In einem Park im Berliner Osten wird die Leiche des Japaners Yuki O. gefunden. Für die Polizei eine ziemliche Überraschung, denn die Zeit der Revierkämpfe zwischen den asiatischen kriminellen Gruppen in Berlin schien vorbei. Dennoch scheint Yuki O. ein Mitglied der japanischen Yakuza gewesen zu sein und die Spur führt Hauptkommissarin Annegret Bartsch zu der dominierenden vietnamesischen Mafia. Derweil landet mit Fumio Onishi ein weiterer Vertreter der Yakuza in Berlin – mit dem klaren Auftrag Vergeltung zu üben.

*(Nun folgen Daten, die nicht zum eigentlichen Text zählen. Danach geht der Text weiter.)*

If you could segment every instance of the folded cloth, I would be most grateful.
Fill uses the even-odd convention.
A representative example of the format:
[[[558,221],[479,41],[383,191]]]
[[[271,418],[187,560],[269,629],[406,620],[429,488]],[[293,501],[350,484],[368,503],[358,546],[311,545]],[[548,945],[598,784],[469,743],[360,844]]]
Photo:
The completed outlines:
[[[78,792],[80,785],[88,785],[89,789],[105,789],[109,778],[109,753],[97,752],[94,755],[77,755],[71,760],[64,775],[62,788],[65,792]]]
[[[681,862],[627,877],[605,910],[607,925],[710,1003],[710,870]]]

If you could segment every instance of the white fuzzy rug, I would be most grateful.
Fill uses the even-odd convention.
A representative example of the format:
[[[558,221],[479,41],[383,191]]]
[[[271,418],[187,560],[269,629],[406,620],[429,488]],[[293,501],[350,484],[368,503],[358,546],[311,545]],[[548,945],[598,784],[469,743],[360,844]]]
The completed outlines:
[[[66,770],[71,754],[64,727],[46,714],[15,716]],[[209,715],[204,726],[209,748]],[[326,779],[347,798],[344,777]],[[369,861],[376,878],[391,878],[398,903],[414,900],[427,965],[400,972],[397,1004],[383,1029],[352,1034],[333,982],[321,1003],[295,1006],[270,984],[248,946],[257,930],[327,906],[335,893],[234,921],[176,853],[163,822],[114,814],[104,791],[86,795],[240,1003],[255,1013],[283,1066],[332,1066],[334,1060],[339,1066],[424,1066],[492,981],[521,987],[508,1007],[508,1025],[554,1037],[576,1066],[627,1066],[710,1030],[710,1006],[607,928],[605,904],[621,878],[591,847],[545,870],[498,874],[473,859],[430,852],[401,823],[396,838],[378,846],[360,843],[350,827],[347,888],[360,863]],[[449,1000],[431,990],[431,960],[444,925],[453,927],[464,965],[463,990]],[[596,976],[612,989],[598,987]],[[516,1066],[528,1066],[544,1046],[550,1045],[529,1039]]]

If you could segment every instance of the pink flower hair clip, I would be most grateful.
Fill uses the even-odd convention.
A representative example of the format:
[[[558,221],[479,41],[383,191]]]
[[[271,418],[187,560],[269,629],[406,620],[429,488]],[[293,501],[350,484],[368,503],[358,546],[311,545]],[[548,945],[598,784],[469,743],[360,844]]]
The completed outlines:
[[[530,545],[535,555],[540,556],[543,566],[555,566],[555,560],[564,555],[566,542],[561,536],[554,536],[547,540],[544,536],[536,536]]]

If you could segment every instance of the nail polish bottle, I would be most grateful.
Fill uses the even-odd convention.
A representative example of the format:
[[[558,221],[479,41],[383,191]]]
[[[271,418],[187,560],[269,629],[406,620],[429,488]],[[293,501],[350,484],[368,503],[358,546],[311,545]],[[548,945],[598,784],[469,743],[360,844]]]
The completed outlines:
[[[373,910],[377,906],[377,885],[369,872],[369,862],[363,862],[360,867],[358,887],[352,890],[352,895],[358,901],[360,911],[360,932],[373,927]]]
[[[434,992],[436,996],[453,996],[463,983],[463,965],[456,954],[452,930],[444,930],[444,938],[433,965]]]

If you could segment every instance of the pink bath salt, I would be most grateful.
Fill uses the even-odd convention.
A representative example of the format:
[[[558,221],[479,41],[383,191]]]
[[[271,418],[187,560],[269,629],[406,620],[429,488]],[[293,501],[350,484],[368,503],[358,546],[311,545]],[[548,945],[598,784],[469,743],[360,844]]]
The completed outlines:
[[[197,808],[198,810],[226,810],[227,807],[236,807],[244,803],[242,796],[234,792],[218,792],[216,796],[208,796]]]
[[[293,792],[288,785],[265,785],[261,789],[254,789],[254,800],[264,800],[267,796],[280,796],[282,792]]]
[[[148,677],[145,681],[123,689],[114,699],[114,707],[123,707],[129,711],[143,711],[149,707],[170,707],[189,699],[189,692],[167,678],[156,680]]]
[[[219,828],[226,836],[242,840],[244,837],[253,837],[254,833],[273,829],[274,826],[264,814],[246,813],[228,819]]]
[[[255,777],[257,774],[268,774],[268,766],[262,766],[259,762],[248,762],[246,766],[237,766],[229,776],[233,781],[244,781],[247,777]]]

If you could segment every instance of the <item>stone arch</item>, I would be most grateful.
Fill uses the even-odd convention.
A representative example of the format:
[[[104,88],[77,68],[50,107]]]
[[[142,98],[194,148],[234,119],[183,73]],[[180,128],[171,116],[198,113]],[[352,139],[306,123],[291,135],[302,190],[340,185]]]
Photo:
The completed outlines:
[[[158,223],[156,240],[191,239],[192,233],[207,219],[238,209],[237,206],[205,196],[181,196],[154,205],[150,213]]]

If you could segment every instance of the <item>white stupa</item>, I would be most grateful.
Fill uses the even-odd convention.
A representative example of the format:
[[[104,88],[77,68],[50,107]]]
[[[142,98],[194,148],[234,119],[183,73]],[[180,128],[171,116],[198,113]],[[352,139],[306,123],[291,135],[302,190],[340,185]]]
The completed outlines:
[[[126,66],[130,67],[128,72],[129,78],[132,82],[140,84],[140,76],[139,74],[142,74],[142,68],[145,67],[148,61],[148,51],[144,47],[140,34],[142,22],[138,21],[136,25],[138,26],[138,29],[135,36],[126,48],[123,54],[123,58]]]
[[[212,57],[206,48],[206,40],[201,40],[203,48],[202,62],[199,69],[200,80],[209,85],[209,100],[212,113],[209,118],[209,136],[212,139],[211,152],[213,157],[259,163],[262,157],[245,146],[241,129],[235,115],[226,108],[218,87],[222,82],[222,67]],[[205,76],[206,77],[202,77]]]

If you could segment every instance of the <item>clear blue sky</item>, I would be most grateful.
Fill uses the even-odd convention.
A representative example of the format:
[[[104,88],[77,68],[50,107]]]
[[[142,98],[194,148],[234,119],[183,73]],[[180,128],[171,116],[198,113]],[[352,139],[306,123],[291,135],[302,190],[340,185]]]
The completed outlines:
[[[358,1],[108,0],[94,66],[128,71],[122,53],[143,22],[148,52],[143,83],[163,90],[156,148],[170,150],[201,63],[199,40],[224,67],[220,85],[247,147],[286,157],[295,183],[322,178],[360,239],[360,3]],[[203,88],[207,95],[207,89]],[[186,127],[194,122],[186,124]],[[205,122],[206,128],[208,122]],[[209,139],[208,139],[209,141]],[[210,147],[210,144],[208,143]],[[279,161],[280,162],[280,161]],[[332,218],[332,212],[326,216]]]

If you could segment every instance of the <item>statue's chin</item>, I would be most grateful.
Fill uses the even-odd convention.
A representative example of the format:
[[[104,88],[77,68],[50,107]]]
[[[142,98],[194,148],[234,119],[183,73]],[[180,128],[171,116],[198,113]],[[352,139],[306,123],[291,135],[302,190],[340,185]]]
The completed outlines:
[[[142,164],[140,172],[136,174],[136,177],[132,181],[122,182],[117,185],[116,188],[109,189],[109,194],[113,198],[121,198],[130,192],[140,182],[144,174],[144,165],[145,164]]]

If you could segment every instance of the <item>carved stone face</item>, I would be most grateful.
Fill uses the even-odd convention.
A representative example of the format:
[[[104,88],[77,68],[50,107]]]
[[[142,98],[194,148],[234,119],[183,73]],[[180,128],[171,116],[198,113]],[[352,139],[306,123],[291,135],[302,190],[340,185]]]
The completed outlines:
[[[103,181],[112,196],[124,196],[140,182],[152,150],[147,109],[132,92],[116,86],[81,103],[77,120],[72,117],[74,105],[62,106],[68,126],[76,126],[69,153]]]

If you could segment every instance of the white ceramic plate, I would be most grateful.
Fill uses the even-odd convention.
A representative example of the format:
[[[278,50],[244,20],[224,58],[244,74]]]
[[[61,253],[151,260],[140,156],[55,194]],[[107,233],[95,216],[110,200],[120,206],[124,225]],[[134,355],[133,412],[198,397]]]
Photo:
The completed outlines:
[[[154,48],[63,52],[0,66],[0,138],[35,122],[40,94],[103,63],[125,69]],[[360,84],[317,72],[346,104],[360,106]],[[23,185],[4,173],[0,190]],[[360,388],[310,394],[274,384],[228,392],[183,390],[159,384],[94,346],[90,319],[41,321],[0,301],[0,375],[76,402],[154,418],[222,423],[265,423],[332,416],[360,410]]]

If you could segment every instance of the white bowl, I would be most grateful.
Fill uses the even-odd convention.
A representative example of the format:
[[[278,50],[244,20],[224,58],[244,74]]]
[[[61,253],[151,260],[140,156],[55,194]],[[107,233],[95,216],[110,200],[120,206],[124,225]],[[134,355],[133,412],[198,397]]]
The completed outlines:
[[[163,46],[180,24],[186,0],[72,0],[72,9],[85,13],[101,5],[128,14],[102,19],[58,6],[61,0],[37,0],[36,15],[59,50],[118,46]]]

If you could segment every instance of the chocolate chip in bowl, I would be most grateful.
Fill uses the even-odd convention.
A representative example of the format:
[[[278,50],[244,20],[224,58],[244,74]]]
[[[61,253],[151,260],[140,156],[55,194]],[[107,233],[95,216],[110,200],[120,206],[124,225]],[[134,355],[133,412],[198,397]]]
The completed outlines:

Christoph Peters ist bislang weniger als Autor von Kriminalromanen aufgefallen. Sein Schwerpunkt lag bei zeitgenössischer Literatur. Sein Roman Wir in Kahlenbeck stand vor drei Jahren auf der Longlist des Deutschen Buchpreis. Ein Schwerpunkt seines Schaffens ist jedoch die japanische Kultur (Mitsukos Restaurant, Herr Yamashiro bevorzugt Kartoffeln), dies bringt er in diesem Kriminalroman ebenfalls mit ein.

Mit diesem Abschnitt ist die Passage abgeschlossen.